Or more accurately, 97 years of Boalt and three years of being unsure what to call it. A few of my Facebook friends posted the below video, which celebrates Boalt and what makes it special. Check it out, then let's discuss in the comments.

Thursday, October 13, 2011

Bar Application, Graduation, MPRE & Moral Character Stuff

In case you missed it, here's a summary of today's lunch session with Dean H*rshen about applying for the Bar and going through Moral Character Determination. I'm sure I missed a few things, so if you have anything important to add, do so in the comments.

First, there were handouts. You should read them. Additionally ...

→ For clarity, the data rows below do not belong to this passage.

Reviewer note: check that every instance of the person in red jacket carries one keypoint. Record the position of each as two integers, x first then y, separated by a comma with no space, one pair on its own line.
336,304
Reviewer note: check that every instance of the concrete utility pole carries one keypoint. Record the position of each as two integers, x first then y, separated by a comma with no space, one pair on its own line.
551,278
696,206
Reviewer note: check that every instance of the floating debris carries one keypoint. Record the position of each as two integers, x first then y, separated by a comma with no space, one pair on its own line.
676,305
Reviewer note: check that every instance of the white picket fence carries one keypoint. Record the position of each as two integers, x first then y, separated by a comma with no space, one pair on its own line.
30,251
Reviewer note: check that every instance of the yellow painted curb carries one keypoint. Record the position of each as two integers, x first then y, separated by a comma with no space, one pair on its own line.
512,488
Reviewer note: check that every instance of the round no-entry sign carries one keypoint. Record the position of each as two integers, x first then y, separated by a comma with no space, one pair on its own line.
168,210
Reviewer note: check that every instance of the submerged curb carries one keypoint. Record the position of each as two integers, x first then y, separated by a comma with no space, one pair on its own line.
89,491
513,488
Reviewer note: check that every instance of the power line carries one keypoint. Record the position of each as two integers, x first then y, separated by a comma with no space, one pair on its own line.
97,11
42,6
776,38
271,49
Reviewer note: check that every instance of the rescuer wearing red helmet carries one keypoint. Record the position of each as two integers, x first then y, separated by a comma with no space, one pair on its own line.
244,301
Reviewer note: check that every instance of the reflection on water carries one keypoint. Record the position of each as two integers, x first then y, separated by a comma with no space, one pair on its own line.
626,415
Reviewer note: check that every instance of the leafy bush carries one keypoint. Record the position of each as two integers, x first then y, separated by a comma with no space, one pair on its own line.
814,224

Registration and Bar Application
  • It's really important that you register as a law student before you apply for the bar. Those are two separate steps that take time to process, so you can't just do both in one go. The law school told us to register during our 1L year, but if you're unsure about your status, you can check it out here.
  • If you're taking the New York bar (or any other bar for that matter), let the Registrar know! The law school will automatically certify graduates for the California bar, but students from other states will need to submit a form to the registrar by a certain deadline. You may also need to submit other forms, like a handwriting sample for New York. You should get all of this to the registrar as soon as possible.
  • If you have IP grades ("in progress"), talk to your professor soon to get those taken care of. It's bad if you can't graduate because the professor you need to sign off on this is on sabbatical.
  • Writing requirements should be done by this semester.
  • The registrar will start sending out individual e-mails to students about any missing graduation requirements, starting next week.
  • If you are taking the MPRE this November, John St*ele will be holding an MPRE review session at 5:30 on Thursday, October 27, in Booth. See K. H*lmquist's e-mail.
Moral Character Determination
  • You can fill it out at this link.
  • Fill it out now! It takes a long time to complete and to process. Technically, you don't need to have this done until you take your oath in December, but it's best to get this all done before you take the bar, so you don't have to worry about any of this while studying for the bar.
  • At least 4 people asked this, but yes, LLM and international students need to go through the Moral Character Determination process as well. If you want to sit for the bar, you have to go through moral determination.
  • You need to have your fingerprints taken. Boalt doesn't do fingerprinting, so ask the bar for locations
  • It's OK to have a few "youthful indiscretions" on your moral character determination, but it's better to be upfront about this rather than try to hide it. If you fail to mention something, and it comes up later during the moral character review, that's bad.
  • Similarly, if you have anything that might impact your moral character determination, like a bankruptcy or criminal record, that you did not mention to Berkeley, you should talk to Dean Hirshen. It's important that information the Bar has about you match the information the school has.
  • Even if you've taken a moral character determination in the past, e.g., for a security background check, you still need to do this one as well. But mention the previous one in your application.
  • When putting down your employment history, if your employer no longer exists, there should be a box you can check to note this. If your boss is no longer there (but the company still is), just put down the company and boss as is, and let your old company deal with it.
  • When putting down the places you resided at, if you were travelling for an extended period of time but didn't have any single particular place you stayed at, just list your permanent residence.
  • This sounded weird to me, but when listing the time and places for your your residencies, you also need to note those brief periods during winter or summer break where you were at home.
  • A moral character determination is good in California for three years, so if you're not taking the Cal. bar but might at some point in the next three years, get the moral character determination done now.
That's all I have. You can also view posts from previous 3Ls about this process. Feel free to add in the comments.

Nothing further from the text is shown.